Choose wisely, gadflies.
There will be many items to choose from on City Council’s agenda Tuesday night.
Council will kick the meeting off by introducing new City Manager Rick Cole (and then consider approving his $329,000 annual contract plus benefits).
Cole comes to City Hall’s top job by way of Los Angeles, where he serves as deputy mayor.
Height and size increases for Early Childhood Education Center
Later in the meeting, council will consider amending the Civic Center Specific Plan to allow a proposed Early Childhood Education Center to stand at 40 feet tall rather than 25 feet tall, and have a floor area of 20,000 square feet instead of 16,000 square feet. This will, according to a report to council, allow the project to serve 110 kids rather than 100.
Minimum wage hike
Santa Monica may follow in Los Angeles’ footsteps and raise its citywide minimum wage requirements.
Councilmembers Sue Himmelrich, Tony Vazquez, and Gleam Davis put forth a discussion item asking city officials to begin preparing an ordinance related to minimum wage.
Los Angeles passed an ordinance that will raise its hourly minimum wage to $15 an hour by 2020.
If council approves of the recommendation from the three council members, the ordinance would come back later this year.
Last year, council raised the minimum wage for all city employees and its contracted employees to $15.37 per hour after asking that hotel developers promised to pay its employees that amount. The previous wage had been $14.08 for city workers.

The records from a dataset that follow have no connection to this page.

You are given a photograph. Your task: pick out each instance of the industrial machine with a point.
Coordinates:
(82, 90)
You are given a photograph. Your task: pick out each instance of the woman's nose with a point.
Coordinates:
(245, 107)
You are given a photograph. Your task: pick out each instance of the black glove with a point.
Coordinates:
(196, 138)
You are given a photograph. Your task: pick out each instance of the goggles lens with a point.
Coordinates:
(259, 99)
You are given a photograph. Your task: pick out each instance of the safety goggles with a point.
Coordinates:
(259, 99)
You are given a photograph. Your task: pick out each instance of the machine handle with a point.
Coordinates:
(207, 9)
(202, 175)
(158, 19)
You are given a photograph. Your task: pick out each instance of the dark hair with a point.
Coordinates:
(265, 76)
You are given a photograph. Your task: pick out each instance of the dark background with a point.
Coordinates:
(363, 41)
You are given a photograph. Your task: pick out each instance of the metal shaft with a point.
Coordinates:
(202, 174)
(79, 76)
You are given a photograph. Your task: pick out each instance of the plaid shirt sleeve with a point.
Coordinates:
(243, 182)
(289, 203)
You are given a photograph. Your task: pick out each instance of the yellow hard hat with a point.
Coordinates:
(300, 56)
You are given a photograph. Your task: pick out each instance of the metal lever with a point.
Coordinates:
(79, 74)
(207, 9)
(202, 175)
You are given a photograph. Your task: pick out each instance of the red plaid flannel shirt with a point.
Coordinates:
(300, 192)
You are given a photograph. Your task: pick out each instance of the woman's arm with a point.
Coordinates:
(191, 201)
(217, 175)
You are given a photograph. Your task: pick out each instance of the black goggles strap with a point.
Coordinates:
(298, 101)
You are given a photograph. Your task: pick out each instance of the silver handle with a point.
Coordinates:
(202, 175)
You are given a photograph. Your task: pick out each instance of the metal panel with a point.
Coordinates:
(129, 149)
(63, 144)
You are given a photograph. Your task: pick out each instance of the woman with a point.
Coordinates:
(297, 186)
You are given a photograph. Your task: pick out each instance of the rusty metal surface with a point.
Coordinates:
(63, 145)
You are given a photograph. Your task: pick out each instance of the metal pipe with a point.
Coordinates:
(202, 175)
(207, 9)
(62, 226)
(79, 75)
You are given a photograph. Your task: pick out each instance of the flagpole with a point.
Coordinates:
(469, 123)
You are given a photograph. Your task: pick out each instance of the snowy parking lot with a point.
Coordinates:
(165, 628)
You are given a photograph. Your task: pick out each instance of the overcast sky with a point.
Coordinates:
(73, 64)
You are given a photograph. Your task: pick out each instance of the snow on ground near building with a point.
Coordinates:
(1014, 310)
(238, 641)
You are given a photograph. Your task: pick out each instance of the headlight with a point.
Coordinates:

This wage increase didn’t impact any of the Santa Monica employees who don’t work for City Hall. The new ordinance would likely impact every employee in the city.
Interim Downtown zoning plan
While council waits to debate the Downtown Specific Plan, which will dictate land uses throughout Downtown, they’ll debate the interim zoning standards for Downtown.
Among other things, the ordinance, proposed by city planners, would require any project over 32-feet-tall to go through council’s development agreement process.
It’ll alter densities in the area and allow property owners and tenants to apply for shared parking permits.
Once approved, the interim standards will be in place for 60 days.
Council will consider spending $5 million to pay down unfunded pension liabilities, which will be a significant expense for City Hall over the coming decades. Expenditures now will lead to greater savings in the future, city finance officials said.
Preferential Parking Zones
Council will consider approving parking regulations between Fourth and Seventh streets on Alta and Palisades avenues allowing two hour parking between 9 a.m. and 9 p.m., except by permit.
Council will consider appointing a member to the Architectural Review Board and the Housing Commission while accepting the resignation from a member of the Social Services Commission.